Bonjour, mon cher adoré, bonjour, mon Victor béni, bonjour sur la terre pour toi et dans le ciel pour nos anges bien-aimés. C’est aujourd’hui jour saint entre tous les autres, mon pauvre bien-aimé, et je m’y recueille dans le souvenir de nos chers enfants et dans mon amour pour toi. Tout ce que tu as perdu je l’ai perdu, tout ce que tu as souffert je l’ai souffert, tout ce que tu crois j’y crois, tout ce que tu espères je l’espère. Le bon Dieu fait notre part de douleur égale sur la terre pour la faire pareille en consolation et en bonheur éternels ensemble au ciel. En attendant, mon cher adoré, je vis pour t’aimer et pour te bénir, c’est mon unique mission dans cette vie. Ce matin je t’ai donné mon âme à travers tes vitres fermées. Malgré l’épaisseur des stores et du sommeil tu as dû sentir un rayon doux et caressant sur tes yeux et sur ta bouche, c’était mon baiser qui s’introduisait furtivement. J’ai copié la lettre à Colfavru, tu n’auras plus qu’à la cacheter et à la timbrer tantôt. J’ai déjà vu le citoyen Guay qui venait se mettre à ma disposition pour chercher des logis. Mais comme il faut de toute façon que je les voiea avant d’en arrêter un, j’ai cru devoir dispenser cet excellent homme de cette corvée qui est en même temps perte de temps et perte d’argent pour lui. Du reste il ne faut pas songer à se loger au Hâvre-des-Pas dans ce moment-ci car il n’y a rien à louer, Rock-View n’a qu’une seule petite chambre.
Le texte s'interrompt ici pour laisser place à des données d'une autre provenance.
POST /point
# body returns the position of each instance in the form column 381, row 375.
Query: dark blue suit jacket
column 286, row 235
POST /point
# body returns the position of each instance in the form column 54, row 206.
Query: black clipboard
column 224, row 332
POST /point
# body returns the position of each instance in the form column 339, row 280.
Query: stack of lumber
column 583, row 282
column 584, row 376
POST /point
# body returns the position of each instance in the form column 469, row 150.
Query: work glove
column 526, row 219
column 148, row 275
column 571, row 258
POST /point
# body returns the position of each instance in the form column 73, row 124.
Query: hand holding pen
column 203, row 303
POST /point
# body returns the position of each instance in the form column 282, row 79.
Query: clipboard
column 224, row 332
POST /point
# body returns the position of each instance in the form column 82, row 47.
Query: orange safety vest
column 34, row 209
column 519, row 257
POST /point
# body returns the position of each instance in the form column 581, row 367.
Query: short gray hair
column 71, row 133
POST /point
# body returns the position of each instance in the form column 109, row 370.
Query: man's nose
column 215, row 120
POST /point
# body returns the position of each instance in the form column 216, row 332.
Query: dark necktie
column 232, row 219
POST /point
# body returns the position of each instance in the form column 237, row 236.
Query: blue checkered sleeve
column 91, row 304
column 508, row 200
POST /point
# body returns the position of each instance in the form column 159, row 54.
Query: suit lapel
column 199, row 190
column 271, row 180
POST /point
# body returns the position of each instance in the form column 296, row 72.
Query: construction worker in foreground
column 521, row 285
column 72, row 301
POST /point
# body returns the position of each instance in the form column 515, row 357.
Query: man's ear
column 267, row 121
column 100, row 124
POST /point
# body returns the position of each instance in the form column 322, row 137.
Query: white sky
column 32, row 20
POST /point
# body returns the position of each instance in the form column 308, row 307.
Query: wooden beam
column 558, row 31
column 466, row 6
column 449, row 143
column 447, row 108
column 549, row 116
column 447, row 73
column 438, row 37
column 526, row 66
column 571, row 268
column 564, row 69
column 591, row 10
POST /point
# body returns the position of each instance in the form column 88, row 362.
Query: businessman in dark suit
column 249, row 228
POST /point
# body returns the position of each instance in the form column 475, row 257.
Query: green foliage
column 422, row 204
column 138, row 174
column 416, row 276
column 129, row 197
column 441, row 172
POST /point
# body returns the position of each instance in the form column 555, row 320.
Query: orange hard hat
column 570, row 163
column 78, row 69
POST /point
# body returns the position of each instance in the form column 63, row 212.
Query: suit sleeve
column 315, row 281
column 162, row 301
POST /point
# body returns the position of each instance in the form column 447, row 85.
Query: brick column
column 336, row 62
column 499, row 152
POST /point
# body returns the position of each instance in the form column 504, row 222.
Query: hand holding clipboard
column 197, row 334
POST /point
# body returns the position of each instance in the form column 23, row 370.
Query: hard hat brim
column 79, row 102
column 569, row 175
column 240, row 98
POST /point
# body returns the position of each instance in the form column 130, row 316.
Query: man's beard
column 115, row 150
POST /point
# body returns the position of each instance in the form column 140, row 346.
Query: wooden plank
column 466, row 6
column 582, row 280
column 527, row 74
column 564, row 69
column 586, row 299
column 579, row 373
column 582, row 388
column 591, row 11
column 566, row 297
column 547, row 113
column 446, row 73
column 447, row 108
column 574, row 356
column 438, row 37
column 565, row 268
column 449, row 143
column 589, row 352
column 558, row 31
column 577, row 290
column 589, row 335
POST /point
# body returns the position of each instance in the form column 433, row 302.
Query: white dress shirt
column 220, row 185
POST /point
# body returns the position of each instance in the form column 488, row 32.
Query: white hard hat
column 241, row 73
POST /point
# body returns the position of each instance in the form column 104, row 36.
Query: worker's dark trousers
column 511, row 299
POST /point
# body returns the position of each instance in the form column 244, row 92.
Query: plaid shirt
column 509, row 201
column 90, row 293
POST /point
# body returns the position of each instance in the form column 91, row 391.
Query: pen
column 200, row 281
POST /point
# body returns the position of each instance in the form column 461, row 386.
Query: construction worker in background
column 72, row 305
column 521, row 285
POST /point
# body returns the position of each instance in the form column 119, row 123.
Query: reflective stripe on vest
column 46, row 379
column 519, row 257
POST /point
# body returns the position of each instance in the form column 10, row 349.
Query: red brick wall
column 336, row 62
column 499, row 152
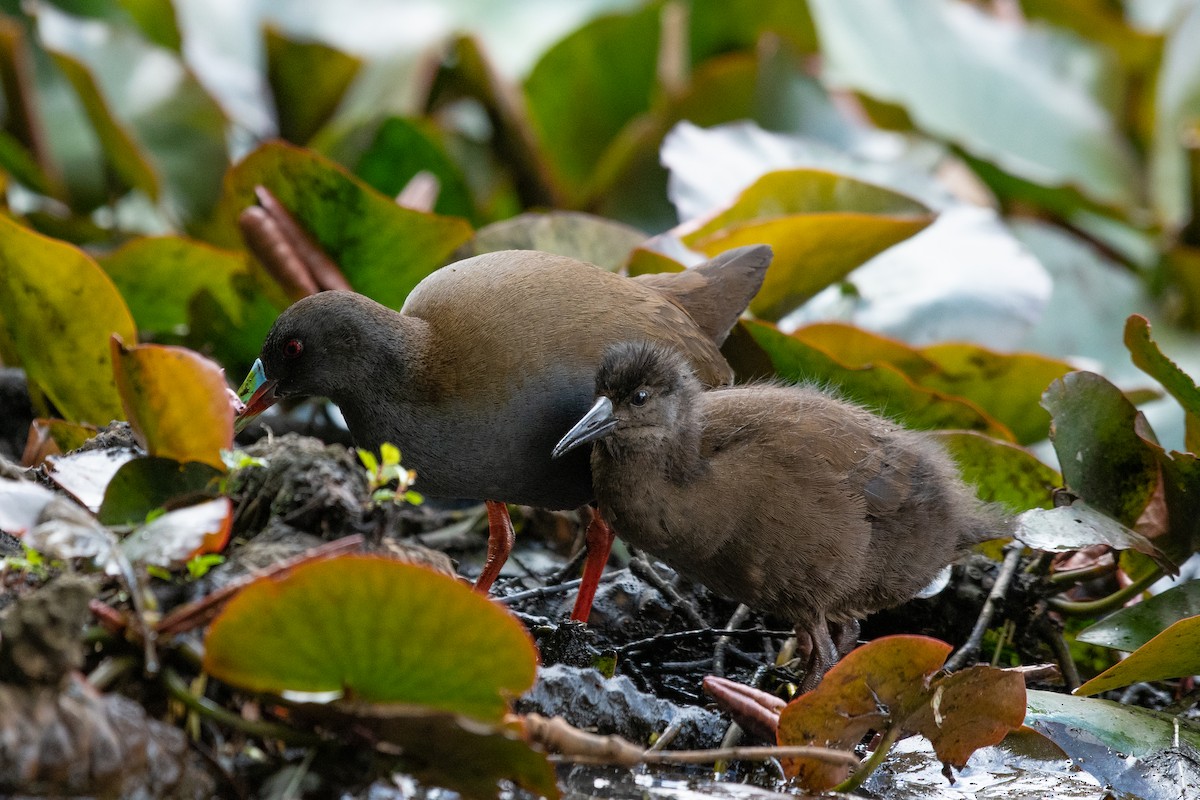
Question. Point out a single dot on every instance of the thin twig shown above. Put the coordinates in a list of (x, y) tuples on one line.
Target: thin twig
[(178, 689), (1116, 600), (999, 589), (739, 615), (641, 566)]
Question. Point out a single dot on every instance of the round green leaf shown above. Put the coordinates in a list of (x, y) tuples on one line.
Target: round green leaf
[(1133, 626), (1000, 470), (376, 630), (382, 248), (58, 310), (1103, 458)]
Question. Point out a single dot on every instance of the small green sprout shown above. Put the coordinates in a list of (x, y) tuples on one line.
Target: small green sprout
[(199, 565), (385, 470)]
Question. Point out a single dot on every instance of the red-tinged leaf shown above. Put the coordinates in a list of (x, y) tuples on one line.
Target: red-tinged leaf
[(178, 536), (21, 501), (875, 684), (177, 401), (373, 630), (971, 709), (58, 310)]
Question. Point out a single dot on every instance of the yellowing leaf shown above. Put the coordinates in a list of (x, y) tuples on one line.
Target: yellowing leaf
[(58, 310), (373, 630), (1174, 653), (177, 401)]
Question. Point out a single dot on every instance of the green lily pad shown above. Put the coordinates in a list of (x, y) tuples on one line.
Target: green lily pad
[(1175, 653), (373, 630), (881, 388), (58, 310), (1182, 388), (1103, 458), (822, 226), (178, 402), (1000, 470), (189, 292), (382, 248), (120, 149), (400, 149), (617, 90), (1133, 626), (307, 80)]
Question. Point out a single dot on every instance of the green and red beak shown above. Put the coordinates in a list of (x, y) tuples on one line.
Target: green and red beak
[(257, 394)]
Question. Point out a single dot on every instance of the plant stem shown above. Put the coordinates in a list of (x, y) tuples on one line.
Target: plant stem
[(1117, 599), (871, 762), (178, 689)]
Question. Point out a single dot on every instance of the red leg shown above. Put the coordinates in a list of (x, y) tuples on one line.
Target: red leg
[(499, 545), (599, 541)]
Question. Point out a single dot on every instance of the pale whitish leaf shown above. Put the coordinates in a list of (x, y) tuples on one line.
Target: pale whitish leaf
[(177, 536), (21, 503), (982, 83)]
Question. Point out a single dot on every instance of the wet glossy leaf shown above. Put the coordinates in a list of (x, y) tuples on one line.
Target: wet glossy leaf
[(1075, 527), (178, 402), (401, 148), (363, 626), (1133, 626), (85, 475), (1182, 388), (174, 537), (120, 149), (444, 750), (1175, 653), (307, 80), (203, 295), (21, 503), (1103, 458), (147, 485), (881, 388), (1000, 470), (382, 248), (583, 236), (1127, 729), (59, 310), (983, 84), (822, 226), (581, 65)]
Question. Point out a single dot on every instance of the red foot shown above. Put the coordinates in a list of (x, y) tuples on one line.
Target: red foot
[(599, 541), (499, 545)]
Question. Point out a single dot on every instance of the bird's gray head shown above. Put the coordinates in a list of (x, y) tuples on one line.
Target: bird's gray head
[(643, 392), (323, 344)]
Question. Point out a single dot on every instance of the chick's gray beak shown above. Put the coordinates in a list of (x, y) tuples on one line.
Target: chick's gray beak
[(597, 422)]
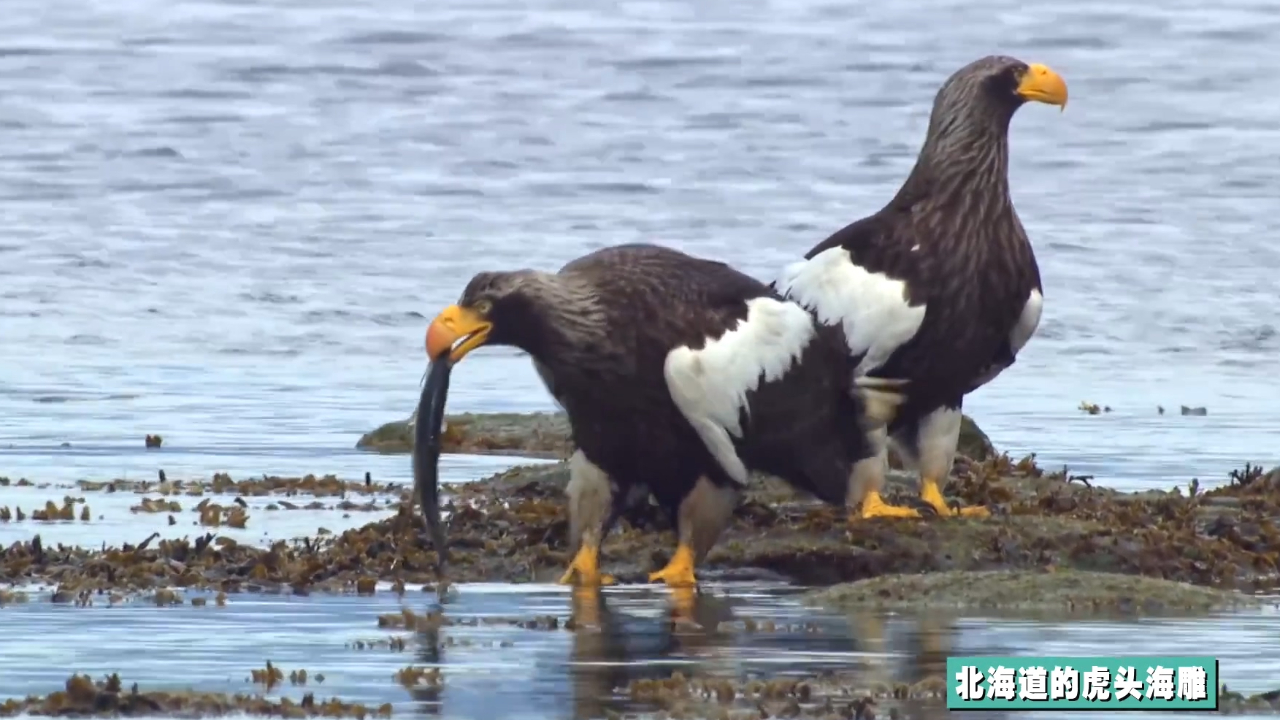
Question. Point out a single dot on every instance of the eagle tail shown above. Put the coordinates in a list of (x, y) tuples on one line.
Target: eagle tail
[(881, 397)]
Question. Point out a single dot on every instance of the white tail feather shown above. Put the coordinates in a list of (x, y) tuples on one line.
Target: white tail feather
[(881, 401)]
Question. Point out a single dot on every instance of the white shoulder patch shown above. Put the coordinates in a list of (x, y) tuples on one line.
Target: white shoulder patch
[(1027, 322), (871, 306), (709, 386)]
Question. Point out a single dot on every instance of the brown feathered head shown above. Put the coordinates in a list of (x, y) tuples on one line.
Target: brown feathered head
[(969, 123)]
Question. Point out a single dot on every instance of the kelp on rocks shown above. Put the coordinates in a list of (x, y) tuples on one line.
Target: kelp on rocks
[(512, 528)]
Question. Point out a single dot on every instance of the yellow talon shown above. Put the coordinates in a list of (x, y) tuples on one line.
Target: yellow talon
[(585, 569), (680, 572), (931, 493), (874, 506)]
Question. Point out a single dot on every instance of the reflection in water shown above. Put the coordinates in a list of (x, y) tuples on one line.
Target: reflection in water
[(430, 652), (579, 666)]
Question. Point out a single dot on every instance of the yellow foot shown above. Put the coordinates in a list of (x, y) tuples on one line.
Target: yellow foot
[(931, 493), (585, 569), (680, 572), (874, 506)]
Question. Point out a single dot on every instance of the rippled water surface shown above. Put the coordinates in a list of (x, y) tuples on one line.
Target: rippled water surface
[(227, 222)]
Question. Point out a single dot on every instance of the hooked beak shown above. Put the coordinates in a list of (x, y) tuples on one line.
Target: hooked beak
[(455, 332), (1042, 85)]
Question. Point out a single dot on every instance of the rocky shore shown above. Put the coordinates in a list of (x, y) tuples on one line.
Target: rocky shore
[(1054, 545)]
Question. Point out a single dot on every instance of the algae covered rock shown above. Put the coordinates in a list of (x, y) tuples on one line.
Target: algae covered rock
[(531, 434), (1063, 592), (545, 434)]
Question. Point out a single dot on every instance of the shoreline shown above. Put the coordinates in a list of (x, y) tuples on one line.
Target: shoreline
[(512, 528)]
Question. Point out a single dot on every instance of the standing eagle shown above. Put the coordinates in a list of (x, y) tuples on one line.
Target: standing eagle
[(940, 287), (679, 374)]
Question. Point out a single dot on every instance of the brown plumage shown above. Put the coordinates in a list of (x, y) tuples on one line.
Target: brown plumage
[(677, 374), (940, 286)]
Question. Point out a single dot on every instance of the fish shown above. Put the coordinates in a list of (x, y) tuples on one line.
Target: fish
[(426, 455)]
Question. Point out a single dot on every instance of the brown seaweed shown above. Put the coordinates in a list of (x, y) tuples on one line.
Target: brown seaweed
[(426, 454)]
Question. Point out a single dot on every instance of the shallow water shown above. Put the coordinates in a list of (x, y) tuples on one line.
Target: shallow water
[(228, 220), (490, 669)]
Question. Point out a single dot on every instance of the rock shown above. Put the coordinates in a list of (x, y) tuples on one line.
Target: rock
[(1060, 592), (530, 434), (545, 434)]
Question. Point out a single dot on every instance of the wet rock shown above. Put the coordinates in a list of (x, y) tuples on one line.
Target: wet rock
[(82, 697), (1055, 591), (545, 434), (534, 434), (512, 527)]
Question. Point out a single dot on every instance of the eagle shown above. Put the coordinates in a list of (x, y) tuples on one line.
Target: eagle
[(940, 287), (679, 374)]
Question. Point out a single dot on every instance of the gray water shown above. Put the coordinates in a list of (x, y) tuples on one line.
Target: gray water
[(228, 222)]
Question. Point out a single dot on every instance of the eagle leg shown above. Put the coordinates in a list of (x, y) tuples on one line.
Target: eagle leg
[(585, 569), (703, 515), (874, 506), (931, 446), (590, 499), (867, 479), (931, 493)]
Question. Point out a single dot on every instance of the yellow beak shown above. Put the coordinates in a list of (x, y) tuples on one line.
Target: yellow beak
[(1043, 85), (456, 331)]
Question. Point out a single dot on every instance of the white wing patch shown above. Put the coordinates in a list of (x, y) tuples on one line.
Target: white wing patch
[(1027, 322), (871, 306), (709, 386)]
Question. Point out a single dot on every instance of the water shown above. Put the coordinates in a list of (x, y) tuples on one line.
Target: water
[(228, 222), (552, 673)]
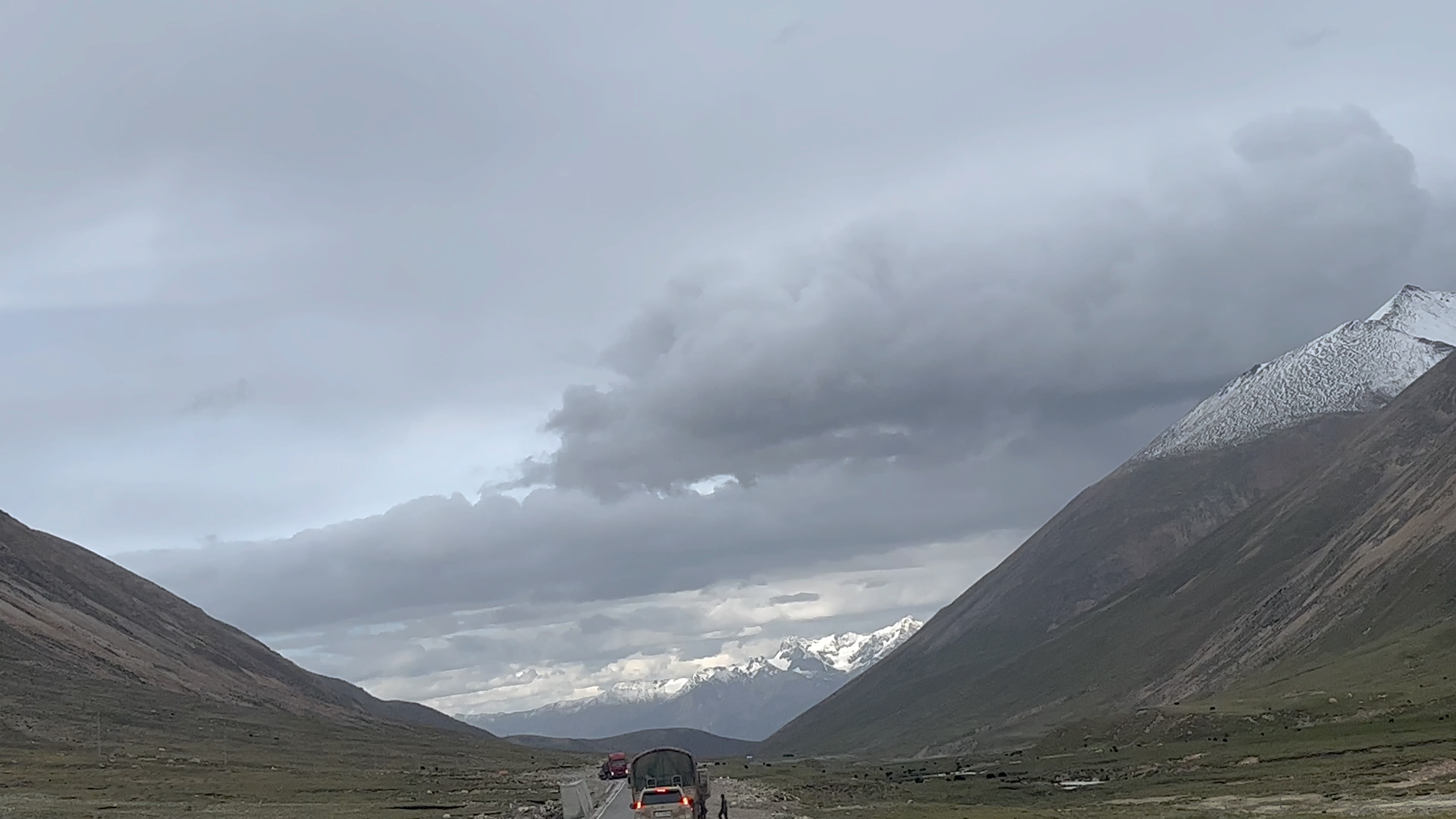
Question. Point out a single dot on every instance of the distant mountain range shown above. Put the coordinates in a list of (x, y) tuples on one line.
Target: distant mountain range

Je vais me mettre à la recherche tantôt et je louerai provisoirement et à la semaine ce que je trouverai, quitte à déménager dans quelques jours si je trouvais quelque chose de satisfaisant et de commode [1]. Les bons Guay m’offrent leur maison et leurs bons offices en attendant mais je n’en useraib qu’avec la plus grande discrétion car ils sont très à l’étroit, très pauvres de santé et du reste. Ilc est impossible néanmoins de pousser plus loin la cordialité et l’obligeance pour moi qu’ils ne le font jusqu’ici. À bientôt mon adoré, pense à moi et aime-moi. Je te le rendrai avec tout mon cœur.

Juliette

BnF, Mss, NAF 16375, f. 285-286
Transcription de Chantal Brière
[Blewer]

a) « voye ».
b) « n’userai ».
c) « Ils ».

Notes

[1Juliette, qui habite à l’Inn Richland au Hâvre-des-Pas, déménagera quelques semaines plus tard pour Plaisance-Terrace, près de l’église Saint-Luc, puis en décembre à la « Maison du Heaume », au Hâvre-des-Pas.